Metro Weekly

Atlas Intersections 2022: Get all the details on this year’s in-person festival!

Atlas' premier festival offers 22 performances spread over multiple weekends

Atlas Intersections: Elizabeth McCain
Atlas Intersections: Elizabeth McCain

“Performing artists, their lifeblood is in doing — performing and creating art,” says Doug Yeuell, executive director of the Atlas Performing Arts Center. “When that’s taken away from you, it’s taking away your life. So last year was really moving and powerful in that respect with these eight different groups.”

Last year, in the middle of the pandemic, Atlas launched the Atlas Arts On Air Performance series in lieu of its popular annual on-site Atlas Intersections festival. What struck Yeuell, while the artists came in to film their segments, was “how deeply appreciative and excited they were to be back in the theater doing what they love and what they do so well.”

That appreciation, gratitude, and even hunger was even more pronounced while planning this year’s return to a live, in-person festival.

“In reaching out to them, there’s just been an overall general thought of, ‘Thank you, thank you, thank you. We just so want to be back on stage. We so want to be performing. We so want to do what we do and showcase the great work that we’re developing,'” Yeuell says. “I just feel really blessed and really quite fortunate to be able to pull this together and have these different artists on our stages.”

It wasn’t a sure thing that the festival would return this year.
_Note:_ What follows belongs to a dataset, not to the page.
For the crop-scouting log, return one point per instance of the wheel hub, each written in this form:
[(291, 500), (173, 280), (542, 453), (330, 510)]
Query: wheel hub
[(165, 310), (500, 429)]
In fact, Yeuell didn’t feel confident enough to greenlight it until the end of 2021. “We got such a late start,” he says. “Normally we start planning this festival in the summer, but the question was, ‘Can we even do this?'”

Thankfully, Atlas could. Even if it meant reengineering Atlas Intersections into a “protracted festival.” A fully realized festival would be “too much for us,” Yeuell says.

“We would normally do about 60 to 70 performances and events throughout the weekends, and this year we have 22 performances and we have stretched them over a period of three weekends to lessen the load of numbers of people that are coming in and out of the space. The focus this year is largely on performances, with fewer “other types of programs and workshops and free events that take place throughout.”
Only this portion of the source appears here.